Melding new technology with meaning: Burberry designer and digital art director Ruby Wight
As online and offline spaces become more congested than ever, standing out against the crowd continues to be an ongoing challenge for big brands. This is the essence of Ruby Wight’s role at fashion powerhouse, Burberry. Serving as a senior integrated designer, she knows a thing or two about making an impact and engaging a digitally native audience. She joins us on the podcast to discuss her role, and reflect on a career journey that took her from Glasgow School of Art to the art departments of magazines, then branding agencies in LA and London, before finding her place in the fashion world.
Senior Integrated Designer, Burberry (2018–present)
Designer, Wolff Olins (2017–2018)
Designer, Accept & Proceed (2013–2017)
Freelance Designer, Barbican Centre (2012–2013)
Design Assistant, Siegel+Gale, LA (2011–2012)
Art Department Intern, Wallpaper* (2010)
Art Department Intern, Esquire Magazine (2010)
BA Visual Communication, Glasgow School of Art (2007–2011)
Helping to hone Burberry’s already pioneering digital reputation, Ruby currently heads up a team of four designers to realise some of the brand’s most engaging and ambitious campaigns, both physically and digitally.
Over 200 people make up the creative media department at Burberry, which doesn’t even include those working in fashion design or those actually making the products. In such a fast-moving and ever-changing environment, this leaves plenty of room for creative collaboration between teams like Ruby’s and those of creative technology and 3D design. “I’ve been amazed at the ambition and the vision of what we want to do” she tells us.

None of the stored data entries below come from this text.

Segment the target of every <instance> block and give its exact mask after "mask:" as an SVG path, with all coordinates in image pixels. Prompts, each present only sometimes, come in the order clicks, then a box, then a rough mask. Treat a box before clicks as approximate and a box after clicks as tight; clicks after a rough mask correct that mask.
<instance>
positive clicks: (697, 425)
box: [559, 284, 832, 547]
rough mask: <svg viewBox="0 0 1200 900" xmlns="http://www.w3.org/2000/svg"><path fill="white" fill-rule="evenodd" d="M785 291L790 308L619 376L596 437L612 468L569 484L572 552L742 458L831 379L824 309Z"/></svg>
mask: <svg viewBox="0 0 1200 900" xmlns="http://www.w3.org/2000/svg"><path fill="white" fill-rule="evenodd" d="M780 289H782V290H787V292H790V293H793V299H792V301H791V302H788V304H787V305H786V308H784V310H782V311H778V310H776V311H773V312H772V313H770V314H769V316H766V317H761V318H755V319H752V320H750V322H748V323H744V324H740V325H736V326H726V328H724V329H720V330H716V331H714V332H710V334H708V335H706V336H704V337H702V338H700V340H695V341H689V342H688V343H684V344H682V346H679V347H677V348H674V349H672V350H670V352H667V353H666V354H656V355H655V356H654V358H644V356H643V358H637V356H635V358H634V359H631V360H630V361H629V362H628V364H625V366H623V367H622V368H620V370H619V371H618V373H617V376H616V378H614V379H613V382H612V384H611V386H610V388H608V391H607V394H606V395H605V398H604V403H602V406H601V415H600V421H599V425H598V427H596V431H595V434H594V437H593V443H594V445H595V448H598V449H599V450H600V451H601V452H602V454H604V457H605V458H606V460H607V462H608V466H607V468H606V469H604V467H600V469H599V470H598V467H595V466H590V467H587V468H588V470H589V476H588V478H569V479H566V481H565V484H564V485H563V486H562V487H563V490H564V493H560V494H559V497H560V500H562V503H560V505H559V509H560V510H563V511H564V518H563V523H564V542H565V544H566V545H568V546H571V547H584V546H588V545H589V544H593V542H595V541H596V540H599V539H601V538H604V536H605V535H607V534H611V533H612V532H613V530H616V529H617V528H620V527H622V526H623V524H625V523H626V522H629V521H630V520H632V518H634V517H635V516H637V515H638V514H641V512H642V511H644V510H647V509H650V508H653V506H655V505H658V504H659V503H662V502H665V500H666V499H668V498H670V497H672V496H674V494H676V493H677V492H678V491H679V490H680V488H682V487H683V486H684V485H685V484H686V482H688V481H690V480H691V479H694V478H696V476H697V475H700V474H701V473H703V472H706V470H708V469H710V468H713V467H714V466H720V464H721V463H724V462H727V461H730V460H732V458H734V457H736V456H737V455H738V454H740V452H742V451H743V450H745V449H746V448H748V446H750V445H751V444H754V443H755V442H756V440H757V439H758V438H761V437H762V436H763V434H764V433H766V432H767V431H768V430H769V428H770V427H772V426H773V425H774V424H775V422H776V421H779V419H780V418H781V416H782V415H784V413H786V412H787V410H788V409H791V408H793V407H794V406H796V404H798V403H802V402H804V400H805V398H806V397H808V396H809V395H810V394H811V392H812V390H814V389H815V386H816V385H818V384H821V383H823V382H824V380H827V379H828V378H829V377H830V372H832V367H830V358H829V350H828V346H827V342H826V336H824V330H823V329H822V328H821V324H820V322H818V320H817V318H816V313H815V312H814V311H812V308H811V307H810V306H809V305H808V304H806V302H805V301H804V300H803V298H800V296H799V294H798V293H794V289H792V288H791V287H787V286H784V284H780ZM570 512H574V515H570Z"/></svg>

As Ruby tells us, both a sense of play and upholding the product’s value are essential factors in engaging an online audience: “I think the challenge for brands is to have some sort of meaning beyond the product that they are selling [...] It’s about maintaining a balance between beauty and performance: two things that are really important in terms of the luxury experiences that we create. Any digital experience has got to be fluid and intuitive.”
Looking back on some of her favourite projects from the past year, Ruby describes working with several teams to bring a dystopian Christmas to life on Burberry’s digital platforms for a recent festive campaign – a collaboration with artist and photographer Juno Calypso. “Our job was to extend the story of the campaign, created by our team of fabulous art directors, on a digital platform. We worked with the 3D and creative technology teams to bring to life six of the products for a unique audiovisual interactive experience.”
“Don’t just follow your heroes on Instagram, try and connect with them in the real world.”
A graduate of Glasgow School of Art’s visual communication course, Ruby credits the experience with helping her to build a diverse network of friends and collaborators. But it also provided some essential stepping stones into the world of work, not least with some help from David McKendrick – then the creative director at Esquire Magazine. “I knew he had the keys to the world that I wanted to be in!” Ruby shares.
Early stints at both Esquire and Wallpaper* followed, with Ruby spending the summer discovering the world of magazines: “I loved the glamour and the idea that all the people in the magazine had walked through the office at some point.”
Shortly after, Ruby moved to LA to take up a design assistant role at branding company Siegel+Gale, which she considers her “first proper job.” Filling us in on life in LA, she explains how she knew the move wouldn't be a permanent one: “People go to LA to escape busy cities, and I just wasn’t ready to escape yet. I wanted to be in the middle of things.”
Finally, Ruby offers some words of advice to emerging creatives – from finding mentors and creating lasting connections within your network, to being open to exploring the full range of your skill set: “As a designer, you need to be adaptable and unafraid of new things. Remain open-minded: it isn’t always about setting typography or gridlines.”